Dietario de Múnich (XXI)

Este fin de semana ha arrancado la Oktoberfest, la fiesta popular más famosa y visitada del mundo. Es curioso cómo los alemanes han logrado internacionalizar de tal manera una verbena popular, pues la Oktoberfest no es más que eso: una verbena de pueblo. La verbena de pueblo por antonomasia para los bávaros, que en esto no se distinguen de sus primos – ya no tan lejanos, a juzgar por lo que está cayendo – españoles. Probablemente, Baviera sea la región más verbenizada de Europa, si exceptuamos, claro está, a España, donde verbenización y vulgarización a veces se confunden (como en Baviera). Baviera tiene además una ventaja sobre España (bueno, en verdad tiene más): aquí no sufren de temperaturas africanas. Y la lluvia, por estas fechas, resulta un bálsamo cuando uno sale sobrealcoholizado de una de esas carpas asfixiantes.

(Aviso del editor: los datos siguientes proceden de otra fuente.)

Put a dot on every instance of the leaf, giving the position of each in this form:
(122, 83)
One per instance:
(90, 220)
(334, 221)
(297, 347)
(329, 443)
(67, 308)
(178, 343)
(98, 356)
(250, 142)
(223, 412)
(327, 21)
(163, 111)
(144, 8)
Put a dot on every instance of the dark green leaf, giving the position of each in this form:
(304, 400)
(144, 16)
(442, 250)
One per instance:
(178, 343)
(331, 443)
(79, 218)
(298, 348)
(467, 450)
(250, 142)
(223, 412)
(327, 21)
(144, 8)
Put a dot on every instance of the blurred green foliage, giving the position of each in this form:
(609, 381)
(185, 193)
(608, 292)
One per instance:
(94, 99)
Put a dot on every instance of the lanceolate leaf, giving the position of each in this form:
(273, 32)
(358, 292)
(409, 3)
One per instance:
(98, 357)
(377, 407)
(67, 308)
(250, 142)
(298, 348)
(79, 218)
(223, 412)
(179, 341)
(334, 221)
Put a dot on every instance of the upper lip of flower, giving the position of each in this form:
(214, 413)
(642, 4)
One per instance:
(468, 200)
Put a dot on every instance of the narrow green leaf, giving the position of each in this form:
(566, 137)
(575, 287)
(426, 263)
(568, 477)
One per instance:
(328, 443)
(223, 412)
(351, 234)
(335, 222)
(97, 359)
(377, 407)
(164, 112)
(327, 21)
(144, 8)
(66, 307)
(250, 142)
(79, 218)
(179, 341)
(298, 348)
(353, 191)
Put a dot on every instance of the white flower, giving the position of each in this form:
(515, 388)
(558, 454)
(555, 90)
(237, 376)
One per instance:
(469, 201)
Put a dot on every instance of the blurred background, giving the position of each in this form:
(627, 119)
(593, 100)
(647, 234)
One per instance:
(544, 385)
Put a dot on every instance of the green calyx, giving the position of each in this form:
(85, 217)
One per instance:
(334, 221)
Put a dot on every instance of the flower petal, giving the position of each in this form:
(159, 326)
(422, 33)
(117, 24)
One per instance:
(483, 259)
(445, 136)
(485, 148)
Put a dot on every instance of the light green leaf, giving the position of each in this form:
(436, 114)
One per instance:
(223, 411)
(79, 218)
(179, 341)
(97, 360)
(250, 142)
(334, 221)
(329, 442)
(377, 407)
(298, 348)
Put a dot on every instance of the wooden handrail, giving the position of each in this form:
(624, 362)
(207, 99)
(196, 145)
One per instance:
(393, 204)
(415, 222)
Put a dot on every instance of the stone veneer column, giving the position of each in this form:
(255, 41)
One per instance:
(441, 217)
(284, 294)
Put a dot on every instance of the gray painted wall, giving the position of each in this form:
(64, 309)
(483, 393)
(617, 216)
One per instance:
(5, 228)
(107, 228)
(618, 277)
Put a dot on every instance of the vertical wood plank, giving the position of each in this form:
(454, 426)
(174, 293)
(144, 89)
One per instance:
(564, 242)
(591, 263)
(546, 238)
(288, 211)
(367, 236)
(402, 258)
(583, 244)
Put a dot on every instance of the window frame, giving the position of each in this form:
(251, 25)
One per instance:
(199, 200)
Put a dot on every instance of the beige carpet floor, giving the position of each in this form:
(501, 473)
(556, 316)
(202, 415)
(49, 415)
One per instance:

Mujeres vestidas con un dirndl marcando carácter de cintura para arriba y hombres con camisa de cuadros, pantalones de cuero, calcetines hasta las rodillas y botas de labrador. Carpas a reventar de gente, ahogándose en jarras de cerveza de litro, saltando sobre bancas de cuestionable estabilidad al ritmo de una no menos cuestionable banda local. La música es de un buen gusto directamente proporcional a los litros de alcohol que corren por la sangre. Hombres y mujeres se desinhiben hasta niveles insospechables (con respecto a su acostumbrado recato durante el resto del calendario). Norias, columpios giratorios, montañas rusas, espejos que corrompen imágenes – algunas incluso mejorándolas, como en aquella conocida anécdota de Picasso. Y todo ese espectáculo zoológico – los más optimistas lo llamarán antropológico – en un recinto de cuarenta y dos hectáreas.

muenchen_oktoberfest

Si exceptuamos la calidad de la comida (al mismo nivel que la música), lo más doloroso y cruel son los precios, lo que me reafirma, una vez más, en la sencilla sentencia de que, a veces, tradición y estupidez caminan juntas y cogidas de la mano. No faltará un antropólogo que destaque la importancia de semejantes ritos para mantener la cohesión del grupo social bajo una misma narrativa lúdico-simbólica, atenuar la tensión de la vida política y fortalecer los vínculos familiares y amistosos. En esas mismas teorías estaba pensando anoche mientras observaba cómo un grupo de bávaros alcoholizados se reventaban la cara a puñetazos.

La Oktoberfest, más allá de su parafernalia etílico-festiva, es una muestra admirable del músculo exportador alemán. En este caso, por refracción. Y una prueba cristalina del carácter católico-mediterráneo de los bávaros, una alternativa no menos exitosa al modélico capitalismo renano. Que una casta local en régimen de oligopolio, auspiciada públicamente por políticos locales, haya logrado tal éxito empresarial sin que asome la menor sospecha de corrupción debería servir de ejemplo a italianos, españoles y griegos (y, por extensión, demás pueblos mediterráneos). Así y aquí sí que se pueden celebrar juegos olímpicos, mundiales de fútbol e incluso referendos. Para envidia de cataríes y catalanes.